Condenado a 18 anos e 6 meses de prisão por tentativa de golpe de Estado, o coronel do Exército Marcelo Câmara recebeu autorização para exercer atividade laboral no setor administrativo do Batalhão de Polícia do Exército (BPE), em Brasília, unidade onde cumpre pena. A decisão foi proferida pelo ministro Alexandre de Moraes, do Supremo Tribunal Federal.
Ex-assessor especial do então presidente Jair Bolsonaro, Câmara passará a atuar na análise de processos relacionados a aquisições e contratos administrativos da unidade prisional. A autorização, no entanto, veio acompanhada de restrições expressas, com o objetivo de impedir qualquer vínculo entre as atividades desempenhadas e funções típicas da carreira militar.
Inicialmente, o BPE havia apresentado ao STF uma proposta para que o coronel desenvolvesse estudos relacionados à doutrina e aos princípios das Forças Armadas. A sugestão foi prontamente rejeitada por Moraes. Em sua avaliação, permitir que um condenado por crimes contra o Estado Democrático de Direito atuasse em atividades de natureza doutrinária militar seria “incompatível” com a gravidade e a natureza dos delitos cometidos.

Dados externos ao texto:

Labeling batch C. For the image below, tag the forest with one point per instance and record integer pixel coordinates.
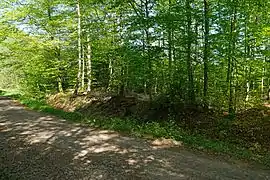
(197, 60)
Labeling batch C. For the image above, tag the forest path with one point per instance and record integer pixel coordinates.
(36, 146)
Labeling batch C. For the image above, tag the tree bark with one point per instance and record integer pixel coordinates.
(191, 92)
(206, 52)
(89, 65)
(78, 81)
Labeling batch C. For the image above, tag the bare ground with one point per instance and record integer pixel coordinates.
(36, 146)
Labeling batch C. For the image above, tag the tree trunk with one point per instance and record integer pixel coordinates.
(231, 60)
(78, 81)
(191, 92)
(83, 69)
(89, 65)
(206, 51)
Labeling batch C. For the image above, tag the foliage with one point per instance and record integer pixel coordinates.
(152, 129)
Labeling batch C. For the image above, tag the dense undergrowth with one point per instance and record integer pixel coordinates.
(246, 137)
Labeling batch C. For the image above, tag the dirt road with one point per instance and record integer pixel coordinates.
(36, 146)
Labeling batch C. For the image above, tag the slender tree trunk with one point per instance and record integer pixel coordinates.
(231, 61)
(78, 81)
(83, 68)
(170, 45)
(206, 51)
(89, 65)
(150, 73)
(191, 91)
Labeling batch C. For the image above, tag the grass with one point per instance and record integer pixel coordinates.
(153, 129)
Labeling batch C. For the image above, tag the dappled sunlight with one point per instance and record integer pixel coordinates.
(43, 142)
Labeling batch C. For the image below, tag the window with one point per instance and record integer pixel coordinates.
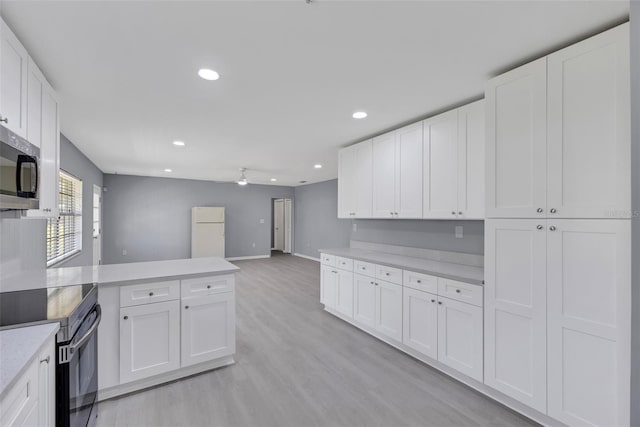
(64, 234)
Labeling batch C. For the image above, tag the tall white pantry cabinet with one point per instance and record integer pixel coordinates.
(557, 237)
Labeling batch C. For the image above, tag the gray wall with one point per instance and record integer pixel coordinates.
(426, 234)
(316, 223)
(635, 170)
(150, 217)
(77, 164)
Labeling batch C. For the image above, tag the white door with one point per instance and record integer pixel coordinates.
(149, 340)
(384, 175)
(347, 182)
(440, 166)
(460, 337)
(516, 119)
(278, 224)
(364, 307)
(420, 322)
(344, 294)
(97, 225)
(208, 328)
(409, 185)
(471, 160)
(328, 286)
(389, 309)
(515, 309)
(589, 318)
(14, 62)
(589, 130)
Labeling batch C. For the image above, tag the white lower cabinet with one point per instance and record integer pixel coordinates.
(149, 340)
(208, 328)
(420, 322)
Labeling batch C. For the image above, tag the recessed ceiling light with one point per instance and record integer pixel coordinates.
(208, 74)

Diante da negativa, o ministro solicitou a reformulação da proposta. Em nova manifestação, o BPE apresentou um plano de trabalho restrito a tarefas administrativas internas, sem qualquer relação com a atividade-fim da unidade, com o aperfeiçoamento institucional das Forças Armadas ou com atribuições típicas da profissão militar.
De acordo com a descrição encaminhada ao Supremo, Marcelo Câmara será responsável pela conferência periódica de documentos de empenho, liquidação e pagamento referentes à aquisição de materiais e bens de consumo de uso comum, além do acompanhamento de contratos administrativos da unidade prisional. As atividades, segundo o comando do batalhão, têm caráter estritamente técnico e burocrático.
“O trabalho a ser realizado pelo custodiado irá auxiliar os procedimentos de controle interno exercidos pela Seção de Conformidade de Registros de Gestão”, afirmou o comandante do BPE, tenente-coronel Caio de Vargas Lisboa. Ele ressaltou ainda que a atuação do coronel estará limitada à verificação documental, “sendo expressamente excluída do escopo qualquer aquisição de material de emprego ou destinação militar”.
A decisão de Moraes busca conciliar o direito do preso ao trabalho previsto na legislação penal com a necessidade de preservar a integridade institucional das Forças Armadas e evitar qualquer interpretação de benefício funcional indevido. O caso segue sendo acompanhado pelo Supremo, que mantém a supervisão direta sobre as condições de cumprimento da pena.